The methods to solve the problems for compound variation are:
  • Proportion method
  • Multiplicative factor method
  • Formula method
 
1. Proportion method:
 
In this method, from the given data, determine whether they are in direct or inverse proportion.

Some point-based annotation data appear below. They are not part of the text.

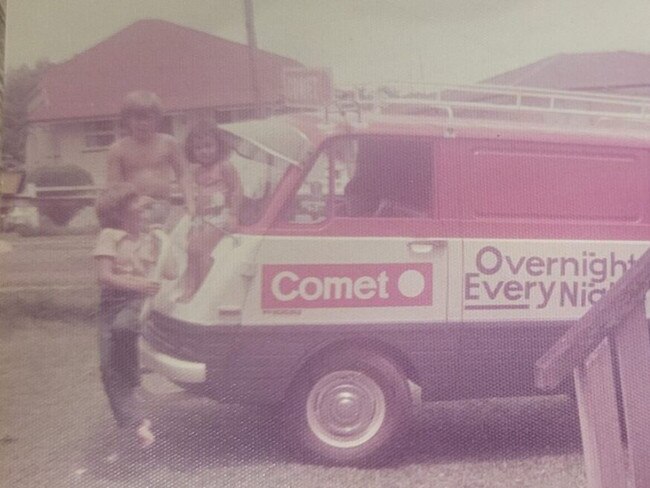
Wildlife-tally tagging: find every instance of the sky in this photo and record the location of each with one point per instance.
(362, 41)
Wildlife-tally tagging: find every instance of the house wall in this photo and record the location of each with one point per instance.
(65, 142)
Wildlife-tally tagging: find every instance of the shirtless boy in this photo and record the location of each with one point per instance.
(151, 161)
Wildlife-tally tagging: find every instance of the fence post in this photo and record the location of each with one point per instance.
(599, 425)
(633, 352)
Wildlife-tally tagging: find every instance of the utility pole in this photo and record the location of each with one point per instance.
(252, 55)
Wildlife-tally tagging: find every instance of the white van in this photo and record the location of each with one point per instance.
(431, 247)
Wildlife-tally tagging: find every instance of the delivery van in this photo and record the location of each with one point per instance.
(423, 250)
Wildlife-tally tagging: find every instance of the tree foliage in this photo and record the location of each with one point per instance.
(21, 87)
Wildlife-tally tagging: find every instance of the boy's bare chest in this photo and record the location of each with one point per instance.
(140, 157)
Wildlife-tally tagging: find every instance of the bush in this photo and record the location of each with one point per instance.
(60, 211)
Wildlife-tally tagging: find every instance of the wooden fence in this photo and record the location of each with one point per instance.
(609, 348)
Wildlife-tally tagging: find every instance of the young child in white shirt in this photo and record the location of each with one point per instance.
(124, 255)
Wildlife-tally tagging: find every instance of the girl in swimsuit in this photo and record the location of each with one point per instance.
(218, 200)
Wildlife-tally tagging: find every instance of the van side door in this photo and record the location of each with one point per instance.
(358, 242)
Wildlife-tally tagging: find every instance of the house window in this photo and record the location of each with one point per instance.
(99, 134)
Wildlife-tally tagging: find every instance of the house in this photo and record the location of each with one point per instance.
(621, 72)
(75, 116)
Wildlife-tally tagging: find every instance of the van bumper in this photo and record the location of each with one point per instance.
(174, 369)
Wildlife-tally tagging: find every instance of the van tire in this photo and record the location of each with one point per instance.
(348, 408)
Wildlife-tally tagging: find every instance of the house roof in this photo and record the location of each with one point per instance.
(618, 72)
(185, 67)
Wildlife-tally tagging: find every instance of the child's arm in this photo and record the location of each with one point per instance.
(114, 165)
(182, 169)
(108, 277)
(236, 194)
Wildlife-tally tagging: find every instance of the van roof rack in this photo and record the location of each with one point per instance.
(521, 104)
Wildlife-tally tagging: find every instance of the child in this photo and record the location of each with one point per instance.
(218, 200)
(124, 255)
(151, 161)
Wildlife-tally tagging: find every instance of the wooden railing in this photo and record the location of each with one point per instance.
(608, 348)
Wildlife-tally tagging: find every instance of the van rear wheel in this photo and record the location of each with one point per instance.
(349, 407)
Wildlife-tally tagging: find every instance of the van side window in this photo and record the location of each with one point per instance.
(392, 178)
(367, 176)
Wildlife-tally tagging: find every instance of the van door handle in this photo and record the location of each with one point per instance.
(426, 246)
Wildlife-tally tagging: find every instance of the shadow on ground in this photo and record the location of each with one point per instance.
(202, 435)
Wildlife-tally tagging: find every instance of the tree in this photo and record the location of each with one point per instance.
(21, 87)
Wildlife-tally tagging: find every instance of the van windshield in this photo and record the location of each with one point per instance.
(271, 138)
(263, 151)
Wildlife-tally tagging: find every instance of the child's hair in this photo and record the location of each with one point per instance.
(205, 128)
(112, 204)
(141, 103)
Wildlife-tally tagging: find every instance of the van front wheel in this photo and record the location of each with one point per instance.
(350, 407)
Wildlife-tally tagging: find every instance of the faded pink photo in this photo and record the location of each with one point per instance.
(299, 244)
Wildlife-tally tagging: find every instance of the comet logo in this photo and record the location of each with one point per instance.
(346, 285)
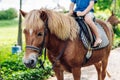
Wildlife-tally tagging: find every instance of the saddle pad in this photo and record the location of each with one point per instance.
(103, 36)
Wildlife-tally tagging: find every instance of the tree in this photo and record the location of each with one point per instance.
(20, 28)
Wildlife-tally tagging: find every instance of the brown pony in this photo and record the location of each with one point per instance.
(59, 34)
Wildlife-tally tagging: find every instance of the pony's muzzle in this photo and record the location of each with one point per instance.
(30, 61)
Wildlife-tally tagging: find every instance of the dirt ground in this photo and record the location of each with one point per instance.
(89, 73)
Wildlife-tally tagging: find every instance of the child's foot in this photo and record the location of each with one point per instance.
(97, 42)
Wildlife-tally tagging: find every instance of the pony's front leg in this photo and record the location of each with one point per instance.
(76, 73)
(58, 73)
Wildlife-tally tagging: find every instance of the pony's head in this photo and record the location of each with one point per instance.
(38, 23)
(35, 32)
(113, 19)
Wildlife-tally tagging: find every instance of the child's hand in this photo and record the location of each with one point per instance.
(79, 13)
(70, 13)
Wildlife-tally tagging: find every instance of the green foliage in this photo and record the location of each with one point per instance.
(103, 4)
(13, 69)
(10, 13)
(11, 66)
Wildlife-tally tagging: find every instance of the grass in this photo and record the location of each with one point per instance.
(8, 23)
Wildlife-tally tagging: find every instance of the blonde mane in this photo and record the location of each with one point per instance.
(61, 25)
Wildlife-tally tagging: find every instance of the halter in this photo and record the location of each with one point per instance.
(42, 46)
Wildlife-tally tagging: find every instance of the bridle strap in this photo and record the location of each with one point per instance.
(33, 48)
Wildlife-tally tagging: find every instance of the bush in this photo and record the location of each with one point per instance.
(13, 69)
(10, 13)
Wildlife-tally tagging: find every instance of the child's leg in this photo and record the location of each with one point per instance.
(89, 20)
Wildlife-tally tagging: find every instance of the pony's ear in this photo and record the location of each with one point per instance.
(23, 13)
(43, 16)
(112, 13)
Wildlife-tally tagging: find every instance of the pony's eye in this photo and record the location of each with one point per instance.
(39, 34)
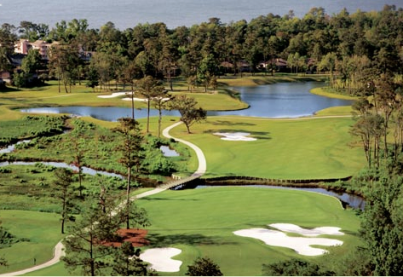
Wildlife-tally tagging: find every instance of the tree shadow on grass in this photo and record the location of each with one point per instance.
(230, 123)
(157, 240)
(167, 199)
(253, 134)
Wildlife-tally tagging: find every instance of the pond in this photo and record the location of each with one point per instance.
(168, 152)
(278, 100)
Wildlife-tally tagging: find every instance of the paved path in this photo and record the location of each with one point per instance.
(59, 251)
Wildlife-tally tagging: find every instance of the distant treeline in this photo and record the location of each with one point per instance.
(358, 46)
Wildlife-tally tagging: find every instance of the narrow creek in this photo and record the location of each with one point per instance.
(351, 200)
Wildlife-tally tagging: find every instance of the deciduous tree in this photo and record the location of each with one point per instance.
(187, 107)
(204, 267)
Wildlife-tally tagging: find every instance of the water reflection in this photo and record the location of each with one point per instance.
(351, 200)
(278, 100)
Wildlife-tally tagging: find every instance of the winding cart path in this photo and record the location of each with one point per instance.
(59, 248)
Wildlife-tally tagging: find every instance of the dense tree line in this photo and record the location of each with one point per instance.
(358, 45)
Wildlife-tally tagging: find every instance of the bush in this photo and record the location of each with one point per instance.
(204, 267)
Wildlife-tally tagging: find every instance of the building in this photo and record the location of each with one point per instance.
(23, 46)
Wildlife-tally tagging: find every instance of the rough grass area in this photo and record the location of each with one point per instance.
(43, 232)
(49, 95)
(201, 222)
(308, 148)
(30, 127)
(326, 91)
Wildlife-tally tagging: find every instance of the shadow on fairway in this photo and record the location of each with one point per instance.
(253, 134)
(229, 123)
(167, 199)
(157, 240)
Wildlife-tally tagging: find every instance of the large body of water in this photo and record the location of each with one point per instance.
(129, 13)
(280, 100)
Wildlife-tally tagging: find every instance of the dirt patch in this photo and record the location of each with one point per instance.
(137, 237)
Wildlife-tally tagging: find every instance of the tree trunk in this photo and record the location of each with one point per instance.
(148, 114)
(129, 171)
(159, 122)
(132, 101)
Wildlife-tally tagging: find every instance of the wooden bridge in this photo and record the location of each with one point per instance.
(181, 182)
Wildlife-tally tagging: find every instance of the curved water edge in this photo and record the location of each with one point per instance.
(346, 199)
(351, 200)
(279, 100)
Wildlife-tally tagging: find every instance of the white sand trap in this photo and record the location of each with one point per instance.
(300, 244)
(292, 228)
(141, 99)
(113, 95)
(160, 259)
(235, 136)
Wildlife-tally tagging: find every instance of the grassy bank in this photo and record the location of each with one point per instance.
(42, 230)
(201, 223)
(81, 96)
(258, 80)
(309, 148)
(327, 92)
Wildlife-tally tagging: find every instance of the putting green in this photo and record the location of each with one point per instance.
(201, 222)
(308, 148)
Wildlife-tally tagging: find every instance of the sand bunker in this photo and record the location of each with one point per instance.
(160, 259)
(301, 245)
(235, 136)
(292, 228)
(117, 94)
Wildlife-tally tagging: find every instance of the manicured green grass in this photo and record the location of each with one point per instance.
(201, 223)
(308, 148)
(54, 270)
(328, 93)
(335, 111)
(49, 96)
(43, 231)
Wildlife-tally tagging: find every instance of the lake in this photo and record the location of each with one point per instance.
(128, 13)
(280, 100)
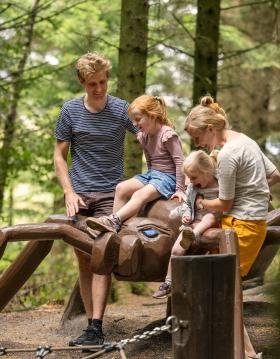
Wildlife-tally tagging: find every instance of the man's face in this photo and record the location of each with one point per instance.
(96, 85)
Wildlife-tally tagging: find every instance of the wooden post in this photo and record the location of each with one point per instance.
(229, 245)
(203, 302)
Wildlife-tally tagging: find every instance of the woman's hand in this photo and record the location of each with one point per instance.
(180, 195)
(186, 219)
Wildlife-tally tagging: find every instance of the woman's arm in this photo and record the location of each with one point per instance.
(273, 178)
(219, 205)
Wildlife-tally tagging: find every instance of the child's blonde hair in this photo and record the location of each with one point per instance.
(151, 106)
(200, 161)
(90, 63)
(206, 113)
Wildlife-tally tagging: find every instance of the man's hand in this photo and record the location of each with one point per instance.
(186, 219)
(178, 194)
(72, 203)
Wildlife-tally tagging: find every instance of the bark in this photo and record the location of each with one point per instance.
(206, 49)
(132, 69)
(17, 87)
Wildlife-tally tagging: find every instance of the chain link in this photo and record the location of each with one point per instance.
(171, 326)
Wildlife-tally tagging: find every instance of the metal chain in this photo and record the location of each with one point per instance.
(171, 326)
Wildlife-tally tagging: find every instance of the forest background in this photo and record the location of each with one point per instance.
(176, 49)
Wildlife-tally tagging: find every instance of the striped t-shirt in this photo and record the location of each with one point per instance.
(96, 143)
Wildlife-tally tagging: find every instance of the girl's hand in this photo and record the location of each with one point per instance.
(198, 202)
(186, 219)
(178, 194)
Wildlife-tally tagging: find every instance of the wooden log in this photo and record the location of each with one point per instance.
(21, 269)
(45, 232)
(203, 302)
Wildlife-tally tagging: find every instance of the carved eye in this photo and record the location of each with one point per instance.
(150, 232)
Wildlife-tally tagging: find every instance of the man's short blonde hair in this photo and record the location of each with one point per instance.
(90, 63)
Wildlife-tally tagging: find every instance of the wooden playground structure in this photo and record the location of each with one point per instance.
(139, 254)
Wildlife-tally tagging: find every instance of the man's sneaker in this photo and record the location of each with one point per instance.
(187, 237)
(102, 224)
(93, 335)
(79, 341)
(163, 291)
(257, 356)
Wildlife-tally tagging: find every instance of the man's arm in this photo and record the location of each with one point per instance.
(72, 200)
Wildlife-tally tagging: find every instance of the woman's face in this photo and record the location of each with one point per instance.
(205, 138)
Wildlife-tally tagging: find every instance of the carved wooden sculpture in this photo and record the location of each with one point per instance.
(140, 251)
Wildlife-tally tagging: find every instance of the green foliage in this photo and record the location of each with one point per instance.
(52, 282)
(140, 288)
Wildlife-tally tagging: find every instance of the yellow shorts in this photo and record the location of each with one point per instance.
(251, 235)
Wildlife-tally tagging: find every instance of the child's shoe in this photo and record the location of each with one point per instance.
(104, 223)
(163, 291)
(187, 237)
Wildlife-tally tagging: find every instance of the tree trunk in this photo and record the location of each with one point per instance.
(206, 49)
(10, 121)
(131, 83)
(132, 69)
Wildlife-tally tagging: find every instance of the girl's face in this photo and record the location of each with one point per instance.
(198, 178)
(206, 138)
(145, 123)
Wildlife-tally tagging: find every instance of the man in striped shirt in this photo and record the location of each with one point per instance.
(93, 127)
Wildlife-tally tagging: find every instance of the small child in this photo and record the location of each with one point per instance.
(164, 156)
(200, 168)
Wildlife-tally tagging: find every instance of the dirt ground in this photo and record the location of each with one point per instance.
(133, 315)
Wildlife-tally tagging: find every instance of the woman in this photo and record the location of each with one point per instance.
(244, 175)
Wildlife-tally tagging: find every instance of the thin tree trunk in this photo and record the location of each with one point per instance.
(10, 121)
(132, 69)
(206, 49)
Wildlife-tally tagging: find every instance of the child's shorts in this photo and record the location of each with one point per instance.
(164, 183)
(251, 235)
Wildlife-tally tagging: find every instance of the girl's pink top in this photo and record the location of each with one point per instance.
(163, 152)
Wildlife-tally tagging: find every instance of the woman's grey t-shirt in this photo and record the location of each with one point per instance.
(96, 143)
(242, 173)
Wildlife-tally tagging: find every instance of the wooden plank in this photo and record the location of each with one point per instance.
(203, 298)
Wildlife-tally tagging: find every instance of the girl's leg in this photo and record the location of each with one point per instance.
(144, 195)
(113, 222)
(124, 191)
(165, 288)
(206, 222)
(177, 250)
(189, 234)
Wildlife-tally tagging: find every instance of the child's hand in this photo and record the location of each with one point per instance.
(186, 219)
(180, 195)
(198, 202)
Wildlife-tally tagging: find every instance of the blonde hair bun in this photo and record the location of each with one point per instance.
(206, 100)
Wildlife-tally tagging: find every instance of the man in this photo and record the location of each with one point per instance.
(94, 127)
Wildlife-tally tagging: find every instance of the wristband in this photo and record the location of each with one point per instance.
(201, 205)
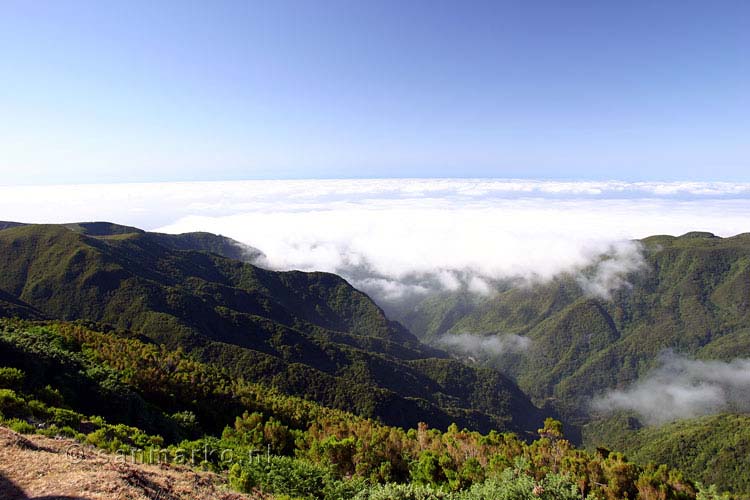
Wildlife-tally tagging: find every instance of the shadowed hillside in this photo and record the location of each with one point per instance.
(309, 334)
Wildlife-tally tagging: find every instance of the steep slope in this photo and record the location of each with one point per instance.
(713, 449)
(309, 334)
(37, 467)
(693, 296)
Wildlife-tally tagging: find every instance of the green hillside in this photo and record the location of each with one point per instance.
(307, 334)
(713, 449)
(693, 297)
(138, 399)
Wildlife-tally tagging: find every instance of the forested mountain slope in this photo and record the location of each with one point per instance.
(692, 296)
(309, 334)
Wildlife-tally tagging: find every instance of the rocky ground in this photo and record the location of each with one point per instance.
(41, 468)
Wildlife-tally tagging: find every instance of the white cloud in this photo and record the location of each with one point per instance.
(610, 272)
(399, 236)
(683, 388)
(484, 346)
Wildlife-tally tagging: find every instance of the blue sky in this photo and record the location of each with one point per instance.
(168, 91)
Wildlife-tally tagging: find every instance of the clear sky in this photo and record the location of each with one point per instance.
(167, 91)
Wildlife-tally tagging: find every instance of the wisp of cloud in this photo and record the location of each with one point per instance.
(683, 388)
(481, 346)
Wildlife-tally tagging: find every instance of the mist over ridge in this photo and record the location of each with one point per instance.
(398, 237)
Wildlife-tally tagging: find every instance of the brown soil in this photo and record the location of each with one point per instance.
(41, 468)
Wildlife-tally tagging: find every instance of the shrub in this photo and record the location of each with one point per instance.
(11, 378)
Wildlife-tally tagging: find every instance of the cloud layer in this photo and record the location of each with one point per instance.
(683, 388)
(398, 236)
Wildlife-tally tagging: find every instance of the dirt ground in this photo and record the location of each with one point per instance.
(40, 468)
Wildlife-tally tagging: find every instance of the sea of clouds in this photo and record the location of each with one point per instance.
(398, 237)
(683, 388)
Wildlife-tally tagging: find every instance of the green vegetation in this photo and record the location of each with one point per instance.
(693, 296)
(152, 343)
(171, 407)
(713, 449)
(307, 334)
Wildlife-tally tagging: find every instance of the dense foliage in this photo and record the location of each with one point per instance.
(691, 295)
(307, 334)
(713, 449)
(55, 374)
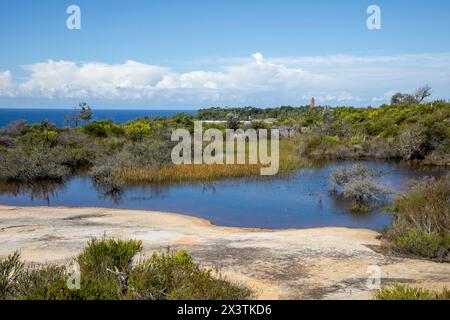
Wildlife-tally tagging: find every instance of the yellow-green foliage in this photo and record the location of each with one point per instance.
(289, 161)
(403, 292)
(138, 130)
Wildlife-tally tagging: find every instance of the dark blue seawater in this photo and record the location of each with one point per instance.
(302, 200)
(57, 116)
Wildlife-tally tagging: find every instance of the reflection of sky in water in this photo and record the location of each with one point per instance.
(299, 201)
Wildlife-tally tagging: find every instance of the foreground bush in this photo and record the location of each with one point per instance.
(421, 223)
(403, 292)
(109, 271)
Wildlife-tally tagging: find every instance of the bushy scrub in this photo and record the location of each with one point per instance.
(175, 276)
(11, 270)
(421, 223)
(111, 270)
(404, 292)
(358, 184)
(31, 164)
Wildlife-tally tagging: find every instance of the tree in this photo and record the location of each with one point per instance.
(422, 93)
(82, 113)
(412, 99)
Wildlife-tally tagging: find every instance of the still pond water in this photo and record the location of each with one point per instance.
(301, 200)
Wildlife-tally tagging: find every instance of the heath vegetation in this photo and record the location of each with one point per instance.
(116, 270)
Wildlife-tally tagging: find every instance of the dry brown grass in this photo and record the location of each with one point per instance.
(289, 161)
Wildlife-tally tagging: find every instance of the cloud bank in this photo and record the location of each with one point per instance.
(259, 81)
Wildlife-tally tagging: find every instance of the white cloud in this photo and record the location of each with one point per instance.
(6, 84)
(262, 81)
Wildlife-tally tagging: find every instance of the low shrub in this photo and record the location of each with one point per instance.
(403, 292)
(109, 271)
(421, 223)
(357, 183)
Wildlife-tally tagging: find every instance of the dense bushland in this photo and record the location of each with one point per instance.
(421, 225)
(139, 151)
(116, 270)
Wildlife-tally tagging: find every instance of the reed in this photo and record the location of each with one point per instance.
(289, 161)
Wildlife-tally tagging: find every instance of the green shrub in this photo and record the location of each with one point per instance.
(45, 283)
(421, 223)
(11, 270)
(100, 255)
(109, 273)
(103, 129)
(431, 245)
(403, 292)
(175, 276)
(138, 130)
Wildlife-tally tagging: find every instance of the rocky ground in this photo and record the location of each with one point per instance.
(322, 263)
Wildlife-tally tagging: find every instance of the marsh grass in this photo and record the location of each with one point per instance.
(403, 292)
(288, 162)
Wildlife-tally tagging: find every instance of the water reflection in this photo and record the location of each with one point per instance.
(36, 191)
(300, 200)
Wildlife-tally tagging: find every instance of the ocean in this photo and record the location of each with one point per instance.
(57, 116)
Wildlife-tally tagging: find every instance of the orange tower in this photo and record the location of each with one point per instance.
(312, 103)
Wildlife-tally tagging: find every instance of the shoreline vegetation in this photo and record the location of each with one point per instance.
(291, 246)
(139, 151)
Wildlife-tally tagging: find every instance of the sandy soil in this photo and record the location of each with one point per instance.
(322, 263)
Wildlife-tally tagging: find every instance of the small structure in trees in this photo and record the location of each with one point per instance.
(82, 113)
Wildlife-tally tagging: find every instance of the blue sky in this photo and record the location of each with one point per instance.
(190, 54)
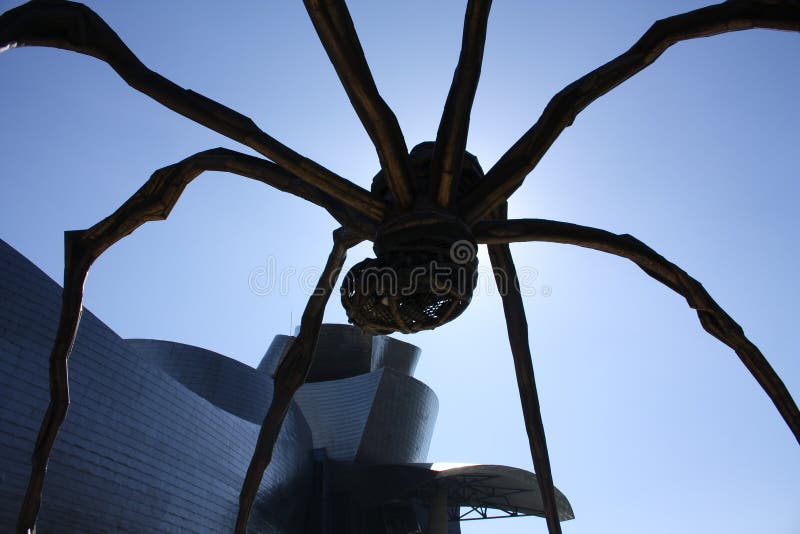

Then, the value of the unknown(\(x\)) can be determined using:
The product of the extremes \(=\) The product of the means
  
2. Multiplicative factor method:
 
Let us consider the table to understand how to solve the problem using the multiplicative factor method.
 
Quantity \(1\)Quantity \(2\)Quantity \(3\)
\(a\)\(b\)\(c\)
\(x\)\(d\)\(e\)
 
Here, the unknown quantity is \(x\).
 
Step 1: Compare the unknown value (Quantity \(1\)) with the known values (Quantity \(2\) and Quantity \(3\)).
 
Step 2: If Quantity \(1\) and Quantity \(2\) are in direct variation, then take the multiplying factor as \(\frac{d}{b}\)(take the reciprocal).
 
Step 3: If Quantity \(1\) and Quantity \(3\) are in inverse variation, then take the multiplying factor as \(\frac{c}{e}\)(no change).
 
Step 4: The value of the unknown \(x\) can be determined using \(x = a \times \frac{d}{b} \times \frac{c}{e}\).
 
 
3. Formula method:
 
From the given data, identify Persons(\(P\)), Days(\(D\)), Hours(\(H\)) and Work(\(W\)) and use the formula:
\(\frac{P_1 \times D_1 \times H_1}{W_1} = \frac{P_2 \times D_2 \times H_2}{W_2}\)
Here, the suffix \(1\) denotes the values from statement \(1\), whereas the suffix \(2\) denotes the values from statement \(2\).